At the same time Urrutia tries to make sure that central mystery gets resolved, and he arguably tries a little too hard, with several key plot points that come across a little too much like a Scary Movie
-level parody of genre tropes rather than effective shocks. Some of the splatter hits home, whether it's the underlying horror of what you're seeing or the sheer surreal daring behind it all, but for every gory moment that elicits a chill there's another line about the sublime joy of taking a human life or the futility of resistance that doesn't feel as if deserves more than a yawn.
The director and his crew struggle to establish a tone, as well. Wake Up and Die
displays a little too much stereotypically Latin exuberance, from the clanging, atonal score, to the wild mood swings when Bohorquez turns violent, to the way the script descends to tired pop-psychological clichés devoid of subtlety in its eagerness to wrap everything up nice and tidy. None of this derails the film, but it's not unlike having a hyperactive teenager doing an overly theatrical reading of his favourite serial killer novels while you're tied to a chair in an empty room - the story is basically sound, but he could really have paid more attention to the presentation.
Urrutia proves a solid presence behind the camera, though he never orchestrates anything particularly flashy beyond the stuttering rewinds and the odd drifting overhead shot as the couple repeatedly wake up. Most of the action is confined to the same few rooms, and the camera navigates these restricted spaces fairly nimbly, but the lack of any overt visual trickery does feel like something of a letdown. There's none of the showmanship of the Wachowski siblings' Bound
, say, even though that film covered roughly the same ground - a handful of tight interiors and one or two outdoor shots to bookend things.
Still, that plot hook never stops working its magic - not so much the promise of an explanation, but the ways this ghastly experience forces the heroine to change even while she's still stuck in the middle of the whole ordeal. It's more than simply "Suck it up and grow a pair"; Montenegro's increasing confidence and willingness to take risks begins to touch on the relationship between the sexes and the gender divide in general. She decides to take charge even if it won't magically sort things out, to look this guy in the eye and call him on his bullshit regardless of what it might cost her.Wake Up and Die
is surprisingly mature at times, too, for a film where the two leads spend most of the running time naked and sex drives most of the plot. This is a woman being murdered repeatedly, remember, and Bohorquez is clearly Montenegro's physical superior, but Urrutia never takes the easy, exploitative route. Even the nastier moments, in particular one late reveal, are pitched more bizarrely over the top than out-and-out offensive. This willingness to hold back does make the conclusion seem all the more hasty and reductive, but it's a welcome touch of class all the same.

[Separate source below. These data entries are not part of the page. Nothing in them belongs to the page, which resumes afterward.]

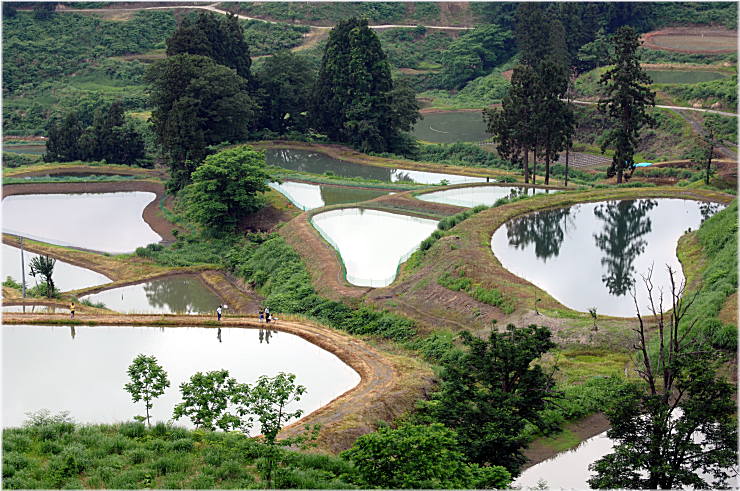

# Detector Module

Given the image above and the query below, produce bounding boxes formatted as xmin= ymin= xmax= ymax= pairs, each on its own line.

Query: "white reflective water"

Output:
xmin=82 ymin=275 xmax=222 ymax=315
xmin=2 ymin=326 xmax=360 ymax=434
xmin=311 ymin=208 xmax=437 ymax=287
xmin=3 ymin=191 xmax=162 ymax=253
xmin=2 ymin=244 xmax=110 ymax=292
xmin=491 ymin=198 xmax=721 ymax=317
xmin=417 ymin=186 xmax=550 ymax=208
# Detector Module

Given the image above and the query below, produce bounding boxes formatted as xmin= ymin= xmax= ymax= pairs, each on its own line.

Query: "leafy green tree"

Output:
xmin=342 ymin=423 xmax=511 ymax=489
xmin=696 ymin=116 xmax=724 ymax=186
xmin=29 ymin=256 xmax=57 ymax=298
xmin=235 ymin=372 xmax=308 ymax=483
xmin=311 ymin=19 xmax=418 ymax=152
xmin=599 ymin=27 xmax=656 ymax=184
xmin=123 ymin=354 xmax=170 ymax=426
xmin=183 ymin=146 xmax=272 ymax=235
xmin=589 ymin=267 xmax=738 ymax=489
xmin=145 ymin=54 xmax=256 ymax=191
xmin=440 ymin=25 xmax=513 ymax=89
xmin=167 ymin=12 xmax=252 ymax=83
xmin=44 ymin=112 xmax=85 ymax=162
xmin=422 ymin=325 xmax=555 ymax=475
xmin=257 ymin=51 xmax=316 ymax=135
xmin=172 ymin=370 xmax=241 ymax=431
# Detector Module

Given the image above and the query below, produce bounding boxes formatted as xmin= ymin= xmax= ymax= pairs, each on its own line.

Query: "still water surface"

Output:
xmin=269 ymin=181 xmax=388 ymax=210
xmin=3 ymin=191 xmax=162 ymax=253
xmin=83 ymin=275 xmax=222 ymax=315
xmin=491 ymin=199 xmax=720 ymax=317
xmin=417 ymin=186 xmax=555 ymax=208
xmin=412 ymin=111 xmax=491 ymax=143
xmin=311 ymin=208 xmax=437 ymax=287
xmin=2 ymin=244 xmax=110 ymax=292
xmin=265 ymin=148 xmax=486 ymax=184
xmin=2 ymin=326 xmax=360 ymax=427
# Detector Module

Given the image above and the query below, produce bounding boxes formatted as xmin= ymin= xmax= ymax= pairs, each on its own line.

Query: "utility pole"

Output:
xmin=20 ymin=237 xmax=26 ymax=298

Urrutia's film feels more like an episode of some trashy late-night Twilight Zone
knockoff than a piece of great cinema, but there is still enough craft, invention and level-headed thought here to make it worth watching. The idea is a good one, and the ambition laudable, even if the director can't quite deliver with the execution. If you like smart, subtle horror and you don't mind a few (just a few) grinding power chords, awkward monologues or dumb jump scares shoehorned in where they don't really belong, track down Wake Up and Die
pronto.This review of Wake Up and Die comes from its screening at Grimmfest 2012, which ran from 3-7 October at the Dancehouse Theatre, Manchester, in the UK.